Irish conductor and composer

Eímear Noone (born in Kilconnell, County Galway) is an Irish conductor and composer, best known for her work on video game music. She has conducted the Philadelphia Orchestra, the Royal Philharmonic, Orchestre National de Bretagne, the Sydney Symphony, and the Danish National Symphony Orchestra. Noone was the first woman to conduct at the Oscars on 9 February 2020, leading the orchestra in excerpts from the five nominated film scores. Noone was also the first woman to conduct at the National Concert Hall in Dublin, Ireland.

== Early life ==
Originally from Kilconnell, Noone is a graduate of Trinity College, Dublin who has taught conducting for UCLA Extension, Columbia College Chicago, the Society of Composers and Lyricists, and the LA Conducting Salon at the LA Ballet School. Noone co-founded the Dublin City Concert Orchestra and is co-creator of the Dublin International Game Music Festival.
X3

== Work ==
Noone's composing and conducting work includes 26 film and video game titles, including Blizzard Entertainment titles Overwatch (2016), Hearthstone (2014), Diablo III (2012), Starcraft II: Wings of Liberty (2010), and World of Warcraft (2004) and its expansions., as well as The Legend of Zelda 25th Anniversary Special Orchestra CD included with The Legend of Zelda: Skyward Sword and the following Symphony of the Goddesses Tour. As a part of the 25th Anniversary celebration of the Legend of Zelda series, Eímear Noone's conducting was filmed as the first three-dimensional footage of a symphony orchestra for the Nintendo 3DS. Noone has helped bring to life BASE Hologram's new show, The Maria Callas Hologram Tour. Featuring conducting by Eímear Noone and a hologram of the iconic soprano and live, synced, classical music to match the singers performance.

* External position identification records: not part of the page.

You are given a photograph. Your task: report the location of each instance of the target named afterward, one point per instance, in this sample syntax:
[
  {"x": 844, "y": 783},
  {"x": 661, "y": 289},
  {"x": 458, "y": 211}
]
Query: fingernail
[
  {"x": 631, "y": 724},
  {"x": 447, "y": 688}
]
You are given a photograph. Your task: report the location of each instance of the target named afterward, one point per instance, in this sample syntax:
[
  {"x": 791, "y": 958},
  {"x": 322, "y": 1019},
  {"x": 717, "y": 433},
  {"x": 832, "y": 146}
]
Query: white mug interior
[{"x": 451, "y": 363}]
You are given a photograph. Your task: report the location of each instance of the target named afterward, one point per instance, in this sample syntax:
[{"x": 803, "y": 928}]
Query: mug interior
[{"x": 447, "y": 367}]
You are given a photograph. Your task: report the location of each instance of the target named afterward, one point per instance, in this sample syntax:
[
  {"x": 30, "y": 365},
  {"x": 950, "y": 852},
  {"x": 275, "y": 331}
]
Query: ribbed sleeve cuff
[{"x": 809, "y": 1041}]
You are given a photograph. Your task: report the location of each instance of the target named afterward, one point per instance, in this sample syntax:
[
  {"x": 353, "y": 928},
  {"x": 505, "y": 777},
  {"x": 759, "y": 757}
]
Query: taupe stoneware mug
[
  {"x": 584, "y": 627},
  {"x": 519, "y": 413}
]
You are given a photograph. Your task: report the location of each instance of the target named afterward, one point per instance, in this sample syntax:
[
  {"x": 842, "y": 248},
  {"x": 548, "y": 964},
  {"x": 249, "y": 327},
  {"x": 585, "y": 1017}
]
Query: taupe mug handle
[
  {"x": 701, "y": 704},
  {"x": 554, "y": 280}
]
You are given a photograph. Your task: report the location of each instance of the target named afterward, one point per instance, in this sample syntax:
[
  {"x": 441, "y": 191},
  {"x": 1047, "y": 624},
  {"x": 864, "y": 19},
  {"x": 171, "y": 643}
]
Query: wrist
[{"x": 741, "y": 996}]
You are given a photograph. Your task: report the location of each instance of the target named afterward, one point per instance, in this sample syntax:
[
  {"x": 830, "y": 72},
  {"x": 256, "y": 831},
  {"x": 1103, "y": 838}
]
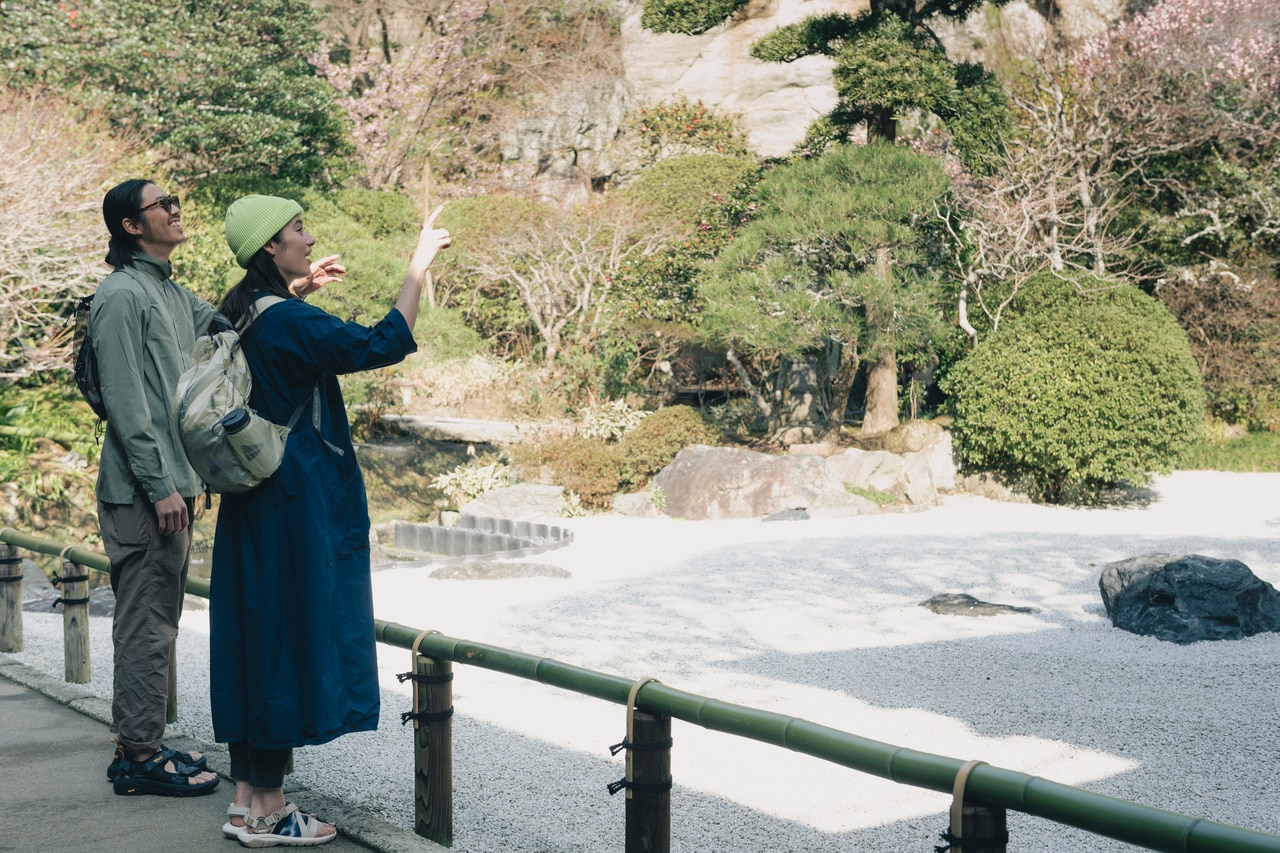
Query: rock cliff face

In 2016 she worked with Tommy Tallarico, conducting the Video Games Live European Tour.

In 2019 she took over from Jessica Curry as the presenter of the Classic FM show High Score, which features orchestral arrangements of video games music.

In 2020, she became the first female conductor to perform at the Academy Awards.

== Awards and nominations ==
Eímear Noone's score for "World of WarCraft: Warlords of Draenor" received the "Hollywood Music in Media Award" in 2014 for "Best Video Game Score", and was nominated for five "Annual game Music Awards 2014".